Num domingo chegou o aviso do importador: as galinhas estavam no aeroporto aguardando que ele fosse buscar o quanto antes. Sem perda de tempo e tomando todos os cuidados necessários, trouxe-as para a fazenda, instalando-as, conforme tinha estudado, da melhor forma possível. “Pronto, – pensou – agora estou estabelecido. Tenho minha fazenda e minha criação.”
Passaram-se alguns meses e nada das galinhas colocarem um único ovo. Apesar do árduo trabalho que os felizes poucos galos estavam tendo, nada. Ele somente gastava com ração e a explicação dos técnicos que contratou era de que isso ocorria devido ao estresse da viagem, que durou muitas horas.
Minervino, nervoso, pesquisava profundamente sobre o assunto na internet. Tentou de tudo. Até colocou caixas de som nos galinheiros com músicas dos Beatles, mas nada deu resultado. “Um fracasso – pensava. O que vão dizer de mim, depois de toda essa trabalheira? Bem que disseram que eu fosse criar bode no Seridó”.
Um dia, quando ele menos esperava, todas começaram a colocar ovos. Centenas. Ele quase não acreditou. Ligou para os amigos, comemorou, fez festa e dormiu bem pela primeira vez em muitos meses.
Na manhã seguinte, ao raiar do dia, contente, saiu para apreciar sua criação. Quase morre, depois de verificar em todos os galinheiros, que todos os ovos haviam sido bicados pelas galinhas. Todos! Desolado voltou cabisbaixo para consultar novamente os técnicos no assunto. Depois de muitos telefonemas, descobriu que algumas galinhas, não se sabe por que, têm esse hábito. Mas logo as suas! E todas!
Como não tinha mais o que fazer, resolveu tomar “todas” num bar próximo. E, depois de alguns uísques e de comentar o seu infortúnio para alguns amigos, alguém sugeriu que as penosas fossem submetidas a um treinamento para pararem de bicar os ovos. O esperto sugeriu que ele conseguisse alguns ovos de ferro, pintasse de branco e colocasse no galinheiro.
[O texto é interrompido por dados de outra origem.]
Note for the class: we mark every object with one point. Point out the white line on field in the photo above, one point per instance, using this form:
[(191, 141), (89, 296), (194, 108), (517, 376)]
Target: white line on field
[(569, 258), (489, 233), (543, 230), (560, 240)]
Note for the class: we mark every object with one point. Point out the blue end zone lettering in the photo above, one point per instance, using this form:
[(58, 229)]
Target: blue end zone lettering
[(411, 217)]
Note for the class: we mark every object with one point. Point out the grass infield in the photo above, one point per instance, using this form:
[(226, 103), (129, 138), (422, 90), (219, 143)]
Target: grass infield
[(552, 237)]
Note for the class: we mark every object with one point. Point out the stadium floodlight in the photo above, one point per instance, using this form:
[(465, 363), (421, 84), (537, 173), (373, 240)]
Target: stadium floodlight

Garantia que depois de umas bicadas no ferro duro, as galinhas fatalmente deixariam de quebrar suas posturas. Minervino concordou:
-Tem sentido. Vou providenciar imediatamente alguns ovos de ferro. Elas vão aprender.
No outro dia, vai a Natal, diretamente para o bairro da Ribeira, onde existiam muitas lojas de ferragem. Entrando numa, de um velho conhecido comerciante, é cumprimentado por ele, que vem atendê-lo encurvado, apoiando-se numa bengala.
Minervino estava eufórico e sem dar muitas explicações ao seu velho conhecido, foi logo perguntando:
-O senhor tem ovos de ferro?
O velho coça o seu longo bigode, já acostumado com muitas perguntas e histórias impertinentes da velha Ribeira e responde com tranqüilidade:
-De jeito nenhum, meu filho. Eu ando encurvado assim devido a um velho problema de coluna...
*Jornalista e escritor
Jornalista, DRT 0985.
(Agosto de 2005)
(Agosto de 2005)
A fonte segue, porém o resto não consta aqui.